Во время написания книги «Нога как точка опоры» я думал, что потеря проприоцепции — достаточное условие для «отказа» и «отчуждения»» Теперь я думаю, что этого достаточно для «отказа», но не для «отчуждения». Так, больные сухоткой, хотя «теряют» конечности, не рассматривают их как «чужие», И Кристина, «лишившаяся тела» леди, которую я описываю в «Человеке, который принял жену за шляпу», хотя была способна (я видел это несколько раз) принять свою руку, когда на нее не смотрела, за чью-то еще, никогда не рассматривала свою руку как «чужую». Требуется, как считает И. Розенфельд, не только потеря проприоцепции, но потеря боли и других ощущений, чтобы конечность воспринималась как «чужая» (Розенфельд, 1991). — Примеч. авт.

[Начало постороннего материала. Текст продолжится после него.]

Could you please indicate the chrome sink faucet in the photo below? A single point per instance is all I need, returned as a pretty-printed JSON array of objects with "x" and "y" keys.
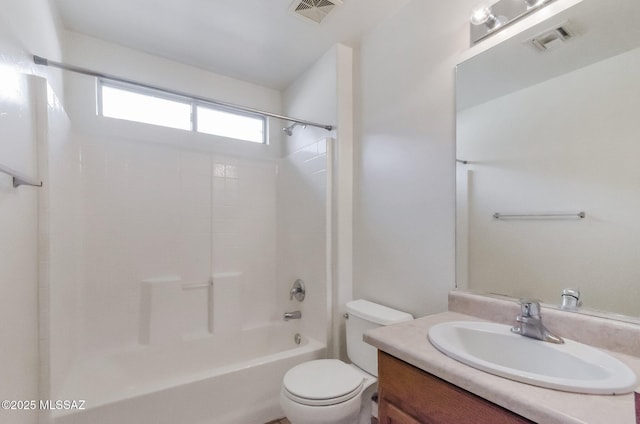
[{"x": 530, "y": 323}]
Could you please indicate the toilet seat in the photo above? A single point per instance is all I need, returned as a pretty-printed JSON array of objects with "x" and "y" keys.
[{"x": 322, "y": 382}]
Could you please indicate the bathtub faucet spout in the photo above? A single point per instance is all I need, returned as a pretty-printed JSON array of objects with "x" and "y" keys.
[{"x": 292, "y": 315}]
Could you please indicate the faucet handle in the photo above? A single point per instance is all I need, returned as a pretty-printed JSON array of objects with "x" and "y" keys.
[{"x": 530, "y": 308}]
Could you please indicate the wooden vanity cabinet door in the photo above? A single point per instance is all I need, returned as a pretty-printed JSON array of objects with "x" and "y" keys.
[{"x": 408, "y": 395}]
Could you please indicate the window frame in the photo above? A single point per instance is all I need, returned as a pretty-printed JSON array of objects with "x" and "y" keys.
[{"x": 193, "y": 102}]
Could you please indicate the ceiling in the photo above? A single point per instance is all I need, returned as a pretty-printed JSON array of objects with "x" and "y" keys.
[{"x": 253, "y": 40}]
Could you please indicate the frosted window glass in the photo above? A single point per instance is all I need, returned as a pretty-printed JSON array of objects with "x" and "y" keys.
[
  {"x": 123, "y": 104},
  {"x": 225, "y": 124}
]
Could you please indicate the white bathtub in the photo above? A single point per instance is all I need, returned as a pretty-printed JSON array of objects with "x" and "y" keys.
[{"x": 221, "y": 379}]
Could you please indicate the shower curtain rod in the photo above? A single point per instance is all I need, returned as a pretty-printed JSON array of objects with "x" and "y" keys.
[{"x": 46, "y": 62}]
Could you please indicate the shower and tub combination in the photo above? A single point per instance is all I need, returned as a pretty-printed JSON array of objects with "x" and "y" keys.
[{"x": 187, "y": 273}]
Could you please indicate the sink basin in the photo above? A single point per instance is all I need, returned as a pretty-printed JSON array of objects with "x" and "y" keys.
[{"x": 572, "y": 366}]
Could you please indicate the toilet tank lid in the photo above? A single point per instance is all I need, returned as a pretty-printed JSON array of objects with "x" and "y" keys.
[{"x": 378, "y": 314}]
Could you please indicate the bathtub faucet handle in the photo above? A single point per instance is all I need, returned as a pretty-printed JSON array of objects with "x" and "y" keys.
[{"x": 298, "y": 291}]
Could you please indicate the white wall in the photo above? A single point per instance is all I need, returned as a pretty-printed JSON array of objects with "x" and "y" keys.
[
  {"x": 404, "y": 172},
  {"x": 26, "y": 27},
  {"x": 568, "y": 144}
]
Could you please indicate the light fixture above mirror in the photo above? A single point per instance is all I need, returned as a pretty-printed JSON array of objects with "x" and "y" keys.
[{"x": 488, "y": 17}]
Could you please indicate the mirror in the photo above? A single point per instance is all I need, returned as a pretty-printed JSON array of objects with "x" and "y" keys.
[{"x": 548, "y": 134}]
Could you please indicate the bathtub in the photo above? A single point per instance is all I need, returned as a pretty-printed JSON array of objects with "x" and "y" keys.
[{"x": 221, "y": 379}]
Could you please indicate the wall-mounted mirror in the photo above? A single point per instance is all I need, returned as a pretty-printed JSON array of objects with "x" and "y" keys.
[{"x": 548, "y": 134}]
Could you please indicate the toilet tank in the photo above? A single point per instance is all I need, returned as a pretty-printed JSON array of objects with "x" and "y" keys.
[{"x": 363, "y": 316}]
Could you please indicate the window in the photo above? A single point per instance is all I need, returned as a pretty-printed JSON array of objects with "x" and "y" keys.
[
  {"x": 229, "y": 124},
  {"x": 156, "y": 107}
]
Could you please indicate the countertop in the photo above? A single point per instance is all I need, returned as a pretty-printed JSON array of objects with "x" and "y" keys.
[{"x": 408, "y": 341}]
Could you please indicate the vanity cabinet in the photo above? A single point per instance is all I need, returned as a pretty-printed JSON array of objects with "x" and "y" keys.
[{"x": 408, "y": 395}]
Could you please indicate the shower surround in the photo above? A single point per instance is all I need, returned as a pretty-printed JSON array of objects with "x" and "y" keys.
[{"x": 188, "y": 258}]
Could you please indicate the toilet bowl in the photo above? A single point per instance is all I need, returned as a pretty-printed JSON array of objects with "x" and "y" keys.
[{"x": 329, "y": 391}]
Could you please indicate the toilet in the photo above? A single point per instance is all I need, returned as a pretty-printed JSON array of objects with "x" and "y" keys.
[{"x": 329, "y": 391}]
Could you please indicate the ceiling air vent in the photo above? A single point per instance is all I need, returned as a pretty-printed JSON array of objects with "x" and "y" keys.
[
  {"x": 313, "y": 10},
  {"x": 552, "y": 38}
]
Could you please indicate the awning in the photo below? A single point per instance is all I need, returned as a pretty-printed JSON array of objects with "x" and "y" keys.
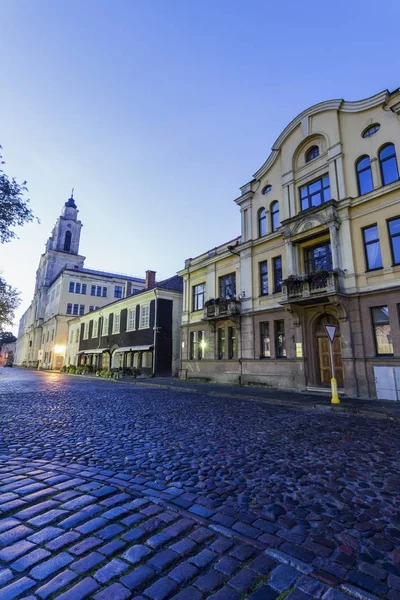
[{"x": 134, "y": 349}]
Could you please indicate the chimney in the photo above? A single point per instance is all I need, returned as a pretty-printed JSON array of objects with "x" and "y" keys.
[{"x": 150, "y": 280}]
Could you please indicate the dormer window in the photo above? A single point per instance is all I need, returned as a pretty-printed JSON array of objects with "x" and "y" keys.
[{"x": 312, "y": 153}]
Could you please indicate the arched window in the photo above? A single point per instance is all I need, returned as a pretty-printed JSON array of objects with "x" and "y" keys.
[
  {"x": 275, "y": 219},
  {"x": 388, "y": 163},
  {"x": 364, "y": 175},
  {"x": 67, "y": 241},
  {"x": 312, "y": 153},
  {"x": 371, "y": 130},
  {"x": 262, "y": 222}
]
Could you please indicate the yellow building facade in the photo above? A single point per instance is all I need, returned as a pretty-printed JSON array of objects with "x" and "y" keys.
[{"x": 319, "y": 245}]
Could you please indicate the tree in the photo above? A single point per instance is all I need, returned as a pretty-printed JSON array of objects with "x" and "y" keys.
[
  {"x": 6, "y": 337},
  {"x": 9, "y": 302},
  {"x": 14, "y": 209}
]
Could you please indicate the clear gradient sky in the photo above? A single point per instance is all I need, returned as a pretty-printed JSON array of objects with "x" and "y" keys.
[{"x": 157, "y": 111}]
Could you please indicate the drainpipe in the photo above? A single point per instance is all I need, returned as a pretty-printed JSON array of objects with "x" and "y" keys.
[{"x": 155, "y": 333}]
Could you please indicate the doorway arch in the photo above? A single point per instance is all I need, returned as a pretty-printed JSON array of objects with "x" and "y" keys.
[{"x": 323, "y": 363}]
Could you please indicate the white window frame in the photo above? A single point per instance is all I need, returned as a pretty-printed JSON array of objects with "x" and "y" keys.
[
  {"x": 131, "y": 322},
  {"x": 144, "y": 319},
  {"x": 116, "y": 322}
]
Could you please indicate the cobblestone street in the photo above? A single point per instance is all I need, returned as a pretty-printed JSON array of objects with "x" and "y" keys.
[{"x": 111, "y": 491}]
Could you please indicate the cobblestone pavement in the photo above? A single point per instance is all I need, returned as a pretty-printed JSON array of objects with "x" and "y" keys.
[{"x": 109, "y": 491}]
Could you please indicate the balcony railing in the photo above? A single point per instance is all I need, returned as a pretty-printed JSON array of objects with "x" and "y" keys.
[
  {"x": 221, "y": 307},
  {"x": 302, "y": 288}
]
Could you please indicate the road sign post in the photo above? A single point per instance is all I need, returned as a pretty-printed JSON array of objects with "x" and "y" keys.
[{"x": 331, "y": 331}]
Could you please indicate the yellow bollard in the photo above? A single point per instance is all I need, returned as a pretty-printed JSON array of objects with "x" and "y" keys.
[{"x": 335, "y": 398}]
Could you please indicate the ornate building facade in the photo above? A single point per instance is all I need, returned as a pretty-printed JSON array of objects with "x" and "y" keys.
[
  {"x": 319, "y": 244},
  {"x": 64, "y": 288}
]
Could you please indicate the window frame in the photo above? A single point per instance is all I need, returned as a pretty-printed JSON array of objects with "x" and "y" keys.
[
  {"x": 391, "y": 236},
  {"x": 197, "y": 295},
  {"x": 365, "y": 244}
]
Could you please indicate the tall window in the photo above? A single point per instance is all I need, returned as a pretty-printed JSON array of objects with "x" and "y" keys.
[
  {"x": 262, "y": 222},
  {"x": 388, "y": 163},
  {"x": 275, "y": 219},
  {"x": 67, "y": 241},
  {"x": 372, "y": 248},
  {"x": 131, "y": 319},
  {"x": 199, "y": 293},
  {"x": 277, "y": 262},
  {"x": 312, "y": 153},
  {"x": 280, "y": 340},
  {"x": 264, "y": 278},
  {"x": 144, "y": 316},
  {"x": 316, "y": 193},
  {"x": 105, "y": 325},
  {"x": 394, "y": 235},
  {"x": 231, "y": 342},
  {"x": 364, "y": 175},
  {"x": 118, "y": 289},
  {"x": 116, "y": 322},
  {"x": 382, "y": 332},
  {"x": 221, "y": 343},
  {"x": 227, "y": 286},
  {"x": 265, "y": 340},
  {"x": 318, "y": 258}
]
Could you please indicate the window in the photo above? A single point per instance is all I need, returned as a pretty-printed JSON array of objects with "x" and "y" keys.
[
  {"x": 372, "y": 248},
  {"x": 221, "y": 343},
  {"x": 227, "y": 286},
  {"x": 144, "y": 316},
  {"x": 105, "y": 325},
  {"x": 275, "y": 219},
  {"x": 67, "y": 241},
  {"x": 315, "y": 193},
  {"x": 263, "y": 278},
  {"x": 277, "y": 262},
  {"x": 131, "y": 319},
  {"x": 262, "y": 222},
  {"x": 231, "y": 342},
  {"x": 371, "y": 130},
  {"x": 382, "y": 333},
  {"x": 116, "y": 322},
  {"x": 118, "y": 291},
  {"x": 364, "y": 175},
  {"x": 280, "y": 341},
  {"x": 199, "y": 294},
  {"x": 318, "y": 258},
  {"x": 312, "y": 153},
  {"x": 265, "y": 340},
  {"x": 267, "y": 190},
  {"x": 388, "y": 163},
  {"x": 394, "y": 235}
]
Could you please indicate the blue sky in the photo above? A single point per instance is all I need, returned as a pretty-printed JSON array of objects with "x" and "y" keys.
[{"x": 156, "y": 112}]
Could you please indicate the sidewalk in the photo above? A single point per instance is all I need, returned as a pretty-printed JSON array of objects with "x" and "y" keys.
[{"x": 370, "y": 407}]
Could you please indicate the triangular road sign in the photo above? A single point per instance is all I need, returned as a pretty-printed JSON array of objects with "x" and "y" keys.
[{"x": 330, "y": 330}]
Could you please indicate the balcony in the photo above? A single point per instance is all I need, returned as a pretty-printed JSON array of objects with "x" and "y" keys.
[
  {"x": 309, "y": 289},
  {"x": 219, "y": 308}
]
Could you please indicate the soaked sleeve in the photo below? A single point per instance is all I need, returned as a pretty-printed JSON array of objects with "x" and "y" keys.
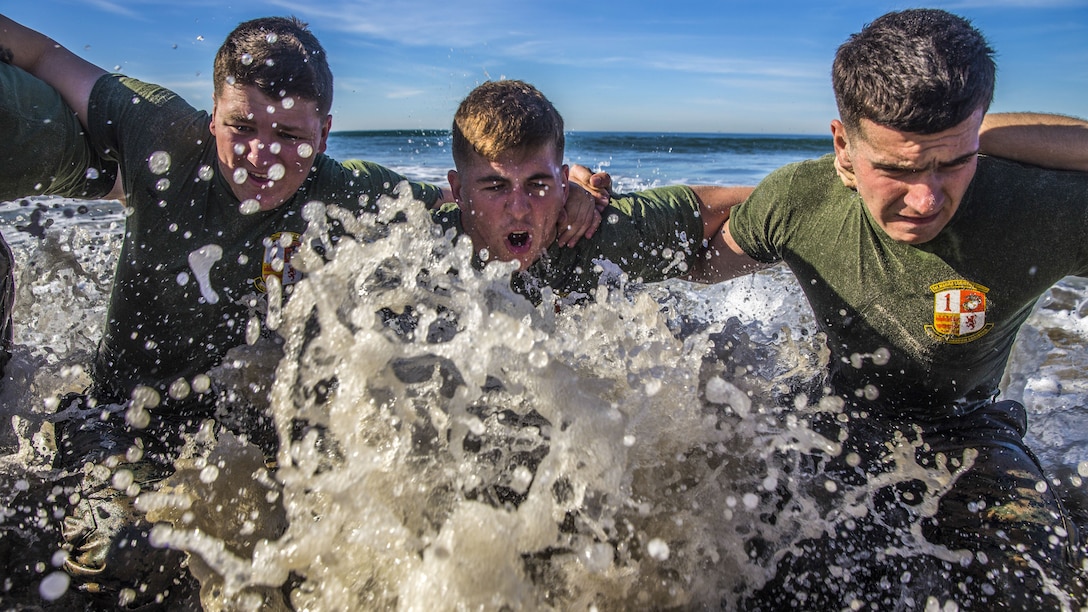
[
  {"x": 7, "y": 302},
  {"x": 754, "y": 221},
  {"x": 654, "y": 234},
  {"x": 44, "y": 149},
  {"x": 375, "y": 180}
]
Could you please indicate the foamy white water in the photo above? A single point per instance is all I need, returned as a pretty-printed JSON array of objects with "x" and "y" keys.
[{"x": 494, "y": 454}]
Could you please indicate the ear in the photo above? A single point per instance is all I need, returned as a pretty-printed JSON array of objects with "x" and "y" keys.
[
  {"x": 455, "y": 185},
  {"x": 211, "y": 122},
  {"x": 843, "y": 162},
  {"x": 841, "y": 143},
  {"x": 324, "y": 133}
]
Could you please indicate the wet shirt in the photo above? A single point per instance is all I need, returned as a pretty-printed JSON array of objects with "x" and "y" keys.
[
  {"x": 44, "y": 149},
  {"x": 647, "y": 235},
  {"x": 194, "y": 269},
  {"x": 44, "y": 153},
  {"x": 925, "y": 329}
]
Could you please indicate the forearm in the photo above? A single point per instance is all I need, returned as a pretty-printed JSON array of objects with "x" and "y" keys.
[
  {"x": 1050, "y": 141},
  {"x": 714, "y": 206},
  {"x": 38, "y": 54},
  {"x": 722, "y": 259}
]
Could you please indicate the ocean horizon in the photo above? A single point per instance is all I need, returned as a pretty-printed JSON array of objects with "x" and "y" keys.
[{"x": 637, "y": 160}]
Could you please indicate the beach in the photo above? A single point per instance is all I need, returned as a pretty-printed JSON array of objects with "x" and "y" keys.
[{"x": 623, "y": 454}]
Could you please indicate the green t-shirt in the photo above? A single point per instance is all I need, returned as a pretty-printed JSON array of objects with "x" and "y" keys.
[
  {"x": 648, "y": 235},
  {"x": 928, "y": 328},
  {"x": 44, "y": 150},
  {"x": 190, "y": 274}
]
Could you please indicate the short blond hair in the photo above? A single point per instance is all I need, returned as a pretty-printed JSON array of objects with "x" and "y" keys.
[{"x": 504, "y": 115}]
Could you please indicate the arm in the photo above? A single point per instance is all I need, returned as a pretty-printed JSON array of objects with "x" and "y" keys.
[
  {"x": 588, "y": 195},
  {"x": 714, "y": 206},
  {"x": 40, "y": 56},
  {"x": 724, "y": 258},
  {"x": 1049, "y": 141}
]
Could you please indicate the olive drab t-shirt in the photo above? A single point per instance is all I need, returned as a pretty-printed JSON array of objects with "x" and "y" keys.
[
  {"x": 925, "y": 329},
  {"x": 44, "y": 149},
  {"x": 648, "y": 235},
  {"x": 192, "y": 272}
]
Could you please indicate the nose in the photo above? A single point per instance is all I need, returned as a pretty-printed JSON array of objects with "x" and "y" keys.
[
  {"x": 925, "y": 195},
  {"x": 259, "y": 153},
  {"x": 517, "y": 204}
]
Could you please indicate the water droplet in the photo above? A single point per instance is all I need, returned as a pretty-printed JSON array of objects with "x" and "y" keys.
[
  {"x": 201, "y": 383},
  {"x": 122, "y": 479},
  {"x": 209, "y": 475},
  {"x": 54, "y": 586},
  {"x": 200, "y": 261},
  {"x": 658, "y": 549},
  {"x": 159, "y": 162}
]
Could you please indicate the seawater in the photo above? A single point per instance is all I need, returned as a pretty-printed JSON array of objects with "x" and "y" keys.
[{"x": 486, "y": 453}]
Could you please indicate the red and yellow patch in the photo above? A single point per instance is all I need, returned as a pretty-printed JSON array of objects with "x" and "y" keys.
[{"x": 959, "y": 311}]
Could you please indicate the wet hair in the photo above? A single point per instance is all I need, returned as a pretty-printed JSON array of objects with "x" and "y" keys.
[
  {"x": 504, "y": 115},
  {"x": 920, "y": 71},
  {"x": 279, "y": 56}
]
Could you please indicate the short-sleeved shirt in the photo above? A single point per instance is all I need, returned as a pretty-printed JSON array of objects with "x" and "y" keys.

Однажды один из моих студентов перенес сильное обморожение; ему казалось, что его пальцы ампутированы и у него остался только ужасный, в форме дубинки кулак, Когда анестезия длится долго, возникает большая опасность повреждения тех частей, которые игнорируются, — отсюда постоянные несчастья с конечностями у больных проказой. — Примеч. авт.